The final section of the book is made up of six pieces on reporting the truth about Iraq (1998-2004), including articles by Robert Fisk. These show the terrible human cost of sanctions, the lies and propaganda used by the USA and Britain to wage war on the Iraqi people, and the bloody slaughter taking place today.
In his introduction, John Pilger points out that the mass media, despite its big technological advances, is more under the influence of establishment interests than previously. It is now extremely difficult for genuine investigative journalism to be heard.
To end the billionaires’ domination of the means of mass communication, the socialist calls for the capitalist media to be taken into public hands, under workers’ democratic control. Also, in the future, big class struggles and the creation of new mass workers’ organisations will see the creation of a socialist mass media.

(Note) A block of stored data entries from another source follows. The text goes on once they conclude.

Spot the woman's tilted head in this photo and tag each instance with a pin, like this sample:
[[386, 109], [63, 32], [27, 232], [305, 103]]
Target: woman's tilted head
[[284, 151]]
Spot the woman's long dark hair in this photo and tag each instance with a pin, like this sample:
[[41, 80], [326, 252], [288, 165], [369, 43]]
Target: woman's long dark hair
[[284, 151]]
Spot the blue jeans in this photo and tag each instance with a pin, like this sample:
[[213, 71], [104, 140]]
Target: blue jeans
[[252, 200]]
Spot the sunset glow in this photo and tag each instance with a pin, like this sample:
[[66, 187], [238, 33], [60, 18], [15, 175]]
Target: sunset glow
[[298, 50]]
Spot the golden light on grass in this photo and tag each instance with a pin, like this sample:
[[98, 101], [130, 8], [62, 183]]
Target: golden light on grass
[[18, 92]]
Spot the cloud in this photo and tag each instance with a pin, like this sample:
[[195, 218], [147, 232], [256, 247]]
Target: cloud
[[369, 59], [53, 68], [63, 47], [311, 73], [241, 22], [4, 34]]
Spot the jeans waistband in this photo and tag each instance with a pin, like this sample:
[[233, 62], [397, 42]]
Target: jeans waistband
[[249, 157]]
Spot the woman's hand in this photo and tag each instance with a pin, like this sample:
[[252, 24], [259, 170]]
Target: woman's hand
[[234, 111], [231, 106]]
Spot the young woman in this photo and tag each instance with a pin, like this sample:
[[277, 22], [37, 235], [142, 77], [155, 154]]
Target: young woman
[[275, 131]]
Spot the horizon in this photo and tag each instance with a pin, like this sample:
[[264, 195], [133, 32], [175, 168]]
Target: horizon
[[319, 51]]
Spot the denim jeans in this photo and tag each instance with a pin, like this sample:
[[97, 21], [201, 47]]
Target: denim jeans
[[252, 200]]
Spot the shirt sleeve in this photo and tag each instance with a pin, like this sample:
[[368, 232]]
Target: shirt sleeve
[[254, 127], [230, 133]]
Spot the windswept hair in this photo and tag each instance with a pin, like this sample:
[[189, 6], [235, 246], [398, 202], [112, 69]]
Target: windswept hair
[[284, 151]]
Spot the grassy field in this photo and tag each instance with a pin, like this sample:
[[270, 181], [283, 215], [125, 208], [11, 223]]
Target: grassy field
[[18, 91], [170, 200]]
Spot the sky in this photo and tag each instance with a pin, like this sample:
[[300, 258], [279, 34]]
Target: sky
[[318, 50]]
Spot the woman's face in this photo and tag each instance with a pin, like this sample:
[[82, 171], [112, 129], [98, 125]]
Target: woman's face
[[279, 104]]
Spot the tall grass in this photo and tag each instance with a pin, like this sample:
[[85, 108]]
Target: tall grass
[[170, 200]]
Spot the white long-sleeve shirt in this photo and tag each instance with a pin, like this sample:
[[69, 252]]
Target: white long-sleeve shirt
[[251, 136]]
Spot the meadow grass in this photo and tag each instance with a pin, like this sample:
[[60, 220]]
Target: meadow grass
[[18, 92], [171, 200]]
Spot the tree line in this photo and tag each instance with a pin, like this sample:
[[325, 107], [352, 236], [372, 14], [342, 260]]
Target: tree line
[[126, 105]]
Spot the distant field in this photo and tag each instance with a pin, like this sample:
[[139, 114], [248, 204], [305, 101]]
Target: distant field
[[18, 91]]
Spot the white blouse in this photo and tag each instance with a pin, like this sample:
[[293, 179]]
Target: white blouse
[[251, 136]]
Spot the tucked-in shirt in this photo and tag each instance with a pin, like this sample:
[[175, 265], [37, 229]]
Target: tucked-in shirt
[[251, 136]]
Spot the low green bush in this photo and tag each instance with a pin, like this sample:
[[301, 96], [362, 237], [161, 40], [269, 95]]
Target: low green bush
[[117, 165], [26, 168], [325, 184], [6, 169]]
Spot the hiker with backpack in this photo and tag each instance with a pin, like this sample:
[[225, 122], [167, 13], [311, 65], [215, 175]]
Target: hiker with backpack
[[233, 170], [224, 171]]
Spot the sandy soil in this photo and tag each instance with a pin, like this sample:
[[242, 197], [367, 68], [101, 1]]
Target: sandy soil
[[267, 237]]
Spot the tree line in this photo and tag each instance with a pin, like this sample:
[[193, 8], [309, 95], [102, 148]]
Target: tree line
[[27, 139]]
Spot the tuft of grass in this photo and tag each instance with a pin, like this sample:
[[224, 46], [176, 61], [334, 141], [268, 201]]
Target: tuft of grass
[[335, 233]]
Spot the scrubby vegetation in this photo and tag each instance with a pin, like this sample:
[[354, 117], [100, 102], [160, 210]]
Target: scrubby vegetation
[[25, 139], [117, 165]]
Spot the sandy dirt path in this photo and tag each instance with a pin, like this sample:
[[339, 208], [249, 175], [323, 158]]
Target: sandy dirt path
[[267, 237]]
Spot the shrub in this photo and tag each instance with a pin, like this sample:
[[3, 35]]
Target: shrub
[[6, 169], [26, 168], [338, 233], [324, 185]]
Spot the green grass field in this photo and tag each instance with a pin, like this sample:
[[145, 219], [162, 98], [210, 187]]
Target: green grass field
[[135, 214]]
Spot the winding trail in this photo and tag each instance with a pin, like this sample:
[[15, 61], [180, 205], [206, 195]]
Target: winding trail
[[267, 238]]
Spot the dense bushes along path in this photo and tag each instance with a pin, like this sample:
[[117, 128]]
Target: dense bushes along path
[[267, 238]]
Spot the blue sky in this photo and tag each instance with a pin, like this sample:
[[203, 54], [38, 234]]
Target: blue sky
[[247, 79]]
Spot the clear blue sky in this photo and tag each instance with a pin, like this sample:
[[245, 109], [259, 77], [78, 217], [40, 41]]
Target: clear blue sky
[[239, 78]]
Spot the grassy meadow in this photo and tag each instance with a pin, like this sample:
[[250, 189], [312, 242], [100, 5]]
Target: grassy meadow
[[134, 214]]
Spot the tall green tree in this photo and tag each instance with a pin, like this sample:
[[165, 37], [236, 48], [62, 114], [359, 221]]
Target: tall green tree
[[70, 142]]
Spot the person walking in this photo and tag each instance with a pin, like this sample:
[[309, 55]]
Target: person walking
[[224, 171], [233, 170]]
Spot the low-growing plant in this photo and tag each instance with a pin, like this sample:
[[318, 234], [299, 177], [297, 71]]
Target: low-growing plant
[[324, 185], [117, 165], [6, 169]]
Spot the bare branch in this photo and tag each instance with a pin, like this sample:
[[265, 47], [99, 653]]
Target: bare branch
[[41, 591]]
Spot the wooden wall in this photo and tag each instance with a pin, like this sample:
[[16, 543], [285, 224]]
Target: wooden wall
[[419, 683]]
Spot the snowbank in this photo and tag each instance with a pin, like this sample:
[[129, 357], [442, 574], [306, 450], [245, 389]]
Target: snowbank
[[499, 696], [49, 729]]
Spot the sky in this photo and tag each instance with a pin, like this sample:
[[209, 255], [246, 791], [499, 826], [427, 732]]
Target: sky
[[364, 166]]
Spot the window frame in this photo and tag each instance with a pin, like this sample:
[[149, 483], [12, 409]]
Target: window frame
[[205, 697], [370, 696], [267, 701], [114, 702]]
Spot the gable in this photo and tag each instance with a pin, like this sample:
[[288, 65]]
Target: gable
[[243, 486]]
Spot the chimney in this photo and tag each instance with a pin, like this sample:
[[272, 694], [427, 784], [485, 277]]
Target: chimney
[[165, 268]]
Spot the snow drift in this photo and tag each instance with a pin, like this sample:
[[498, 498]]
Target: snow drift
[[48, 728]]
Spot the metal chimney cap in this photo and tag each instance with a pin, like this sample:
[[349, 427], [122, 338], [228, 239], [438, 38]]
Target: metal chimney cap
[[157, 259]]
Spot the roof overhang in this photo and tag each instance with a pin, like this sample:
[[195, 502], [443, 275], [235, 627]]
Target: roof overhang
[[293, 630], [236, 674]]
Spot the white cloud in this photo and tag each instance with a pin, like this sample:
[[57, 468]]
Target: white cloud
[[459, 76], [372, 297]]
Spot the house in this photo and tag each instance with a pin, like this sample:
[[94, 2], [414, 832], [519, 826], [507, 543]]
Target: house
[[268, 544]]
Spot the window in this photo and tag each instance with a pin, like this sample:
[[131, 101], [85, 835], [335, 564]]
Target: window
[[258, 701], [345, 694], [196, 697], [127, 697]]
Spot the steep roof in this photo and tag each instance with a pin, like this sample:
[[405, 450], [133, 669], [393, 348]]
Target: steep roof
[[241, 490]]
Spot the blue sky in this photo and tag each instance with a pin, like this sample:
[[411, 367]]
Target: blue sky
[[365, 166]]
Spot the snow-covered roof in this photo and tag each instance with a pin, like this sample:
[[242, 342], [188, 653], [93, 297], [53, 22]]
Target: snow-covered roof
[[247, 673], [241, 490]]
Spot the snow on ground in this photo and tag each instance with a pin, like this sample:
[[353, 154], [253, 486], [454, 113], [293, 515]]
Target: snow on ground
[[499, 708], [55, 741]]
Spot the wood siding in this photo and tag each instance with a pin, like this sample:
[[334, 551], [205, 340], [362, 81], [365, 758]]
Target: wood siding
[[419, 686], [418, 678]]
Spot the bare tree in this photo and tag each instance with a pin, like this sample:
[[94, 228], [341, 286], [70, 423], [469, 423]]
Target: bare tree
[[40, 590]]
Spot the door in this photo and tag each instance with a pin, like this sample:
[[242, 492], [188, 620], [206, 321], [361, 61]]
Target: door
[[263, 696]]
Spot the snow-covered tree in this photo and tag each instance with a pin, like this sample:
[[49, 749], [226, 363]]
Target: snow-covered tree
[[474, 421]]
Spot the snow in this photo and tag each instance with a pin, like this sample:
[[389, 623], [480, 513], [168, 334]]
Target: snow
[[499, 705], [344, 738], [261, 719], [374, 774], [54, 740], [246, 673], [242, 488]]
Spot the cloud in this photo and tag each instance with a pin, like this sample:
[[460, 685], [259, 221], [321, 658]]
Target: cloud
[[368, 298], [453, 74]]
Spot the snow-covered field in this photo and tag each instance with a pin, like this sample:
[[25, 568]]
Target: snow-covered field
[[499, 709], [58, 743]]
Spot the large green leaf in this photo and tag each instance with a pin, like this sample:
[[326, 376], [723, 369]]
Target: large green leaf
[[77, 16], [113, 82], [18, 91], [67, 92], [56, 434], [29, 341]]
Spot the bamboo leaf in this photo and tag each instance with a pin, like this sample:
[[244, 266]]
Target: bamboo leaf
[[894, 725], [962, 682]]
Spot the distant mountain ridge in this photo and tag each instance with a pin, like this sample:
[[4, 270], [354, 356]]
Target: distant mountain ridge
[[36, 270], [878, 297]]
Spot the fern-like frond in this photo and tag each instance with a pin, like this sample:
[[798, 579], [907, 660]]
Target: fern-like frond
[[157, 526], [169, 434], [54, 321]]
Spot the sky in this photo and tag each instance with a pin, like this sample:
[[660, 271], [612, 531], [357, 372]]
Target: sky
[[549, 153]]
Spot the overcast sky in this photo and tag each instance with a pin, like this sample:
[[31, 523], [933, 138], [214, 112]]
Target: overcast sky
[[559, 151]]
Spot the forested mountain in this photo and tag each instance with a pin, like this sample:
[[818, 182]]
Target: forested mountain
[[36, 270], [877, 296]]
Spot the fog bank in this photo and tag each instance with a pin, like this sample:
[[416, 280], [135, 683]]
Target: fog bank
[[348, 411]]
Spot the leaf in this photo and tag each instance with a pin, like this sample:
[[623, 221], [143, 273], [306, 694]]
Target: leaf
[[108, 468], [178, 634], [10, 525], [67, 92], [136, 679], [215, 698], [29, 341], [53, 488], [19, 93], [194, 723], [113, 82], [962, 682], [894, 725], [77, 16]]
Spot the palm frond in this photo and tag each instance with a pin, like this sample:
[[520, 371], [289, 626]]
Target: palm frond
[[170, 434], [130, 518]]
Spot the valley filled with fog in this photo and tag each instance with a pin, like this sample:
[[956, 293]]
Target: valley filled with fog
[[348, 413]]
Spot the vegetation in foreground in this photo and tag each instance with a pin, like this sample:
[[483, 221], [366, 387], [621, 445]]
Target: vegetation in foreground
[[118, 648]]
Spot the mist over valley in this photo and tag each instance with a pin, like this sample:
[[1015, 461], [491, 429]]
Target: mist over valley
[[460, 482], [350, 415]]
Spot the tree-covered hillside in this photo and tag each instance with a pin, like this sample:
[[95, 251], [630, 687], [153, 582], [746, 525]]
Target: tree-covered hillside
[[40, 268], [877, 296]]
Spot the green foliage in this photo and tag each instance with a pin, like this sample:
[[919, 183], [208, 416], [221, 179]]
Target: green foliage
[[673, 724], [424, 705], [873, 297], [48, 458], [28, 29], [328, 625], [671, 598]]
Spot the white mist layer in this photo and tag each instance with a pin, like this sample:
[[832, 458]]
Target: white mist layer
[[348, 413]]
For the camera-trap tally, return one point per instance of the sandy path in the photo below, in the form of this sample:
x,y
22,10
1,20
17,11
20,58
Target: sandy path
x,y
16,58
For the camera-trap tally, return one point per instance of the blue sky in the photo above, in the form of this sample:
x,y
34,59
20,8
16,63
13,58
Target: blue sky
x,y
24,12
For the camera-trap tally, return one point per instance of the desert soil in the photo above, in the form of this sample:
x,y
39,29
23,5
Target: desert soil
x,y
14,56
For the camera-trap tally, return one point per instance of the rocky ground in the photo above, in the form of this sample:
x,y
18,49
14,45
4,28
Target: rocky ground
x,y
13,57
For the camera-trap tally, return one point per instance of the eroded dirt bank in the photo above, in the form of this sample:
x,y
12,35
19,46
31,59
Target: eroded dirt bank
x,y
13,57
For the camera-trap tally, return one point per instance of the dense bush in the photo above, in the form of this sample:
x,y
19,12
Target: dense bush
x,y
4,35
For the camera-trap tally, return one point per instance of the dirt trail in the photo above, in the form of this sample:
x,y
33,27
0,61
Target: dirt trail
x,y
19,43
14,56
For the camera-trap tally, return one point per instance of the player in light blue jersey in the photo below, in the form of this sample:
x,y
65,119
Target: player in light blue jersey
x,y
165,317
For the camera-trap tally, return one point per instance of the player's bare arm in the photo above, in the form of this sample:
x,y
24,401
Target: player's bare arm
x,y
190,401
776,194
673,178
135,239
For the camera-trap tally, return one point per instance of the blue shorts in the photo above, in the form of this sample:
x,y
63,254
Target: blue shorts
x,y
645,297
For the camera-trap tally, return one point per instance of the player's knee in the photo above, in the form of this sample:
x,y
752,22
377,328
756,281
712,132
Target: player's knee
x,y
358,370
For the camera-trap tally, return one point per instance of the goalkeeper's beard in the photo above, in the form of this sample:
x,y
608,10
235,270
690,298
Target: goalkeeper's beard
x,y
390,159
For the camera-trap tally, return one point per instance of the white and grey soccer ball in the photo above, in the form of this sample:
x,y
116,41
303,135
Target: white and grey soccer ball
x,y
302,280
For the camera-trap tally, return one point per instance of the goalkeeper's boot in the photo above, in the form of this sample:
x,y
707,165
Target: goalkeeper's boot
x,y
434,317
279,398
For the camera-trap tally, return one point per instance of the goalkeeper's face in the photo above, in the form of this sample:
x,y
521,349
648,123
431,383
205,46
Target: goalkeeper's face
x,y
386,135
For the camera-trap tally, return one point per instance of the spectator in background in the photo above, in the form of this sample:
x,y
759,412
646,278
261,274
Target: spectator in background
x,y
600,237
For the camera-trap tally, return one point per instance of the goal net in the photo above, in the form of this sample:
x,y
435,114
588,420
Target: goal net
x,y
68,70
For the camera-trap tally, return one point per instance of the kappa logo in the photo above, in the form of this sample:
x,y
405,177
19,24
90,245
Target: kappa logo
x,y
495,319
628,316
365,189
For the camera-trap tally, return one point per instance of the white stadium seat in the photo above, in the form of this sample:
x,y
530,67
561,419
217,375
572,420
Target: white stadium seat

Pilger advocates grass-roots, internet journalism as one alternative to the current domination of the news by the Murdochs of the world. Certainly the internet can play a powerful role.
The Socialist Party, and the Committee for a Workers’ International, are developing socialist websites that can directly reach many workers and youth with the truth and with a class analysis. Also, the socialist is an indispensable paper for many working people. Through media like these, investigative journalism also finds a voice.
Tell Me No Lies – Investigative Journalism and Its Triumphs, edited by John Pilger, Jonathan Cape, 2004. £20.